Khaines0625
Khaines0625

Reputation: 407

Stack OverFlow with inherited JPanels

So I'm writing a program that is fairly expansive and had a stack overflow error (No, I'm not using any kind of recursion, at least not directly.) I tried to recreate the situation with much simpler classes to see if it would also cause a stack overflow error and it did. Here they are:

First Class:

public class Thing 
{
    public static void main(String[] args) 
    {
          OtherThing thing = new OtherThing();
    }
}

Second Class:

public class OtherThing extends JPanel
 {
     protected int s =5;
     protected String blah = "asfasd";
     public OtherThing()
     {
        OtherOtherThing thing2 = new OtherOtherThing();
     }
 }

Last Class:

public class OtherOtherThing extends OtherThing
 {
     public OtherOtherThing()
     {

     }
 }

This causes a stack overflow bouncing between OtherThing line 8 and OtherOtherThing line 4 (lines im sure are a little off now.)

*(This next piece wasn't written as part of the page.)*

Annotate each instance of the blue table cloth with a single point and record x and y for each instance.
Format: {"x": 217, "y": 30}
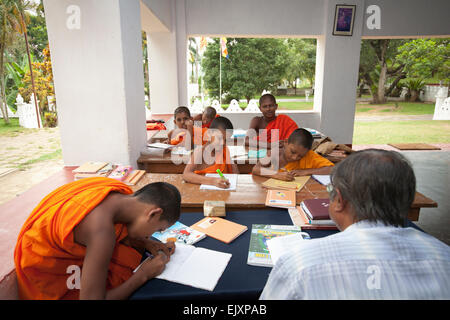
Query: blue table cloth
{"x": 239, "y": 280}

I know that you can inherit from a class that has inherited from something else, the Java API is full of them. Whats wrong with this example?

Upvotes: 1

Views: 93

Answers (2)

Pham Trung
Pham Trung

Reputation: 11294

Because when OtherOtherThing is created, the constructor of its parent OtherThing is called, which created a new OtherOtherThing , and inside this OtherOtherThing, it will in turn create a new OtherOtherThing ..., which cause stackoverflow.

You can use lazy initialization or eager initialization in order to resolve it:

Lazy initialization:

public class OtherThing extends JPanel
 {
     protected int s =5;
     protected String blah = "asfasd";
     private OtherOtherThing other = null;
     public OtherThing()
     {

     }
     public void initialize(){
          other =  new OtherOtherThing();
     }
 }

Eager initialization:

 public class OtherThing extends JPanel
 {
     protected int s =5;
     protected String blah = "asfasd";
     private OtherOtherThing other = new OtherOtherThing();
     public OtherThing()
     {

     }

 }

Upvotes: 1

gknicker
gknicker

Reputation: 5569

What's wrong with this example?

The first thing a constructor does, unless otherwise specified, is to call the superclass constructor.

public OtherOtherThing()
{
    super(); // automatically added by compiler
}

So yeah, your code will continue to create new OtherOtherThings until the stack overflows.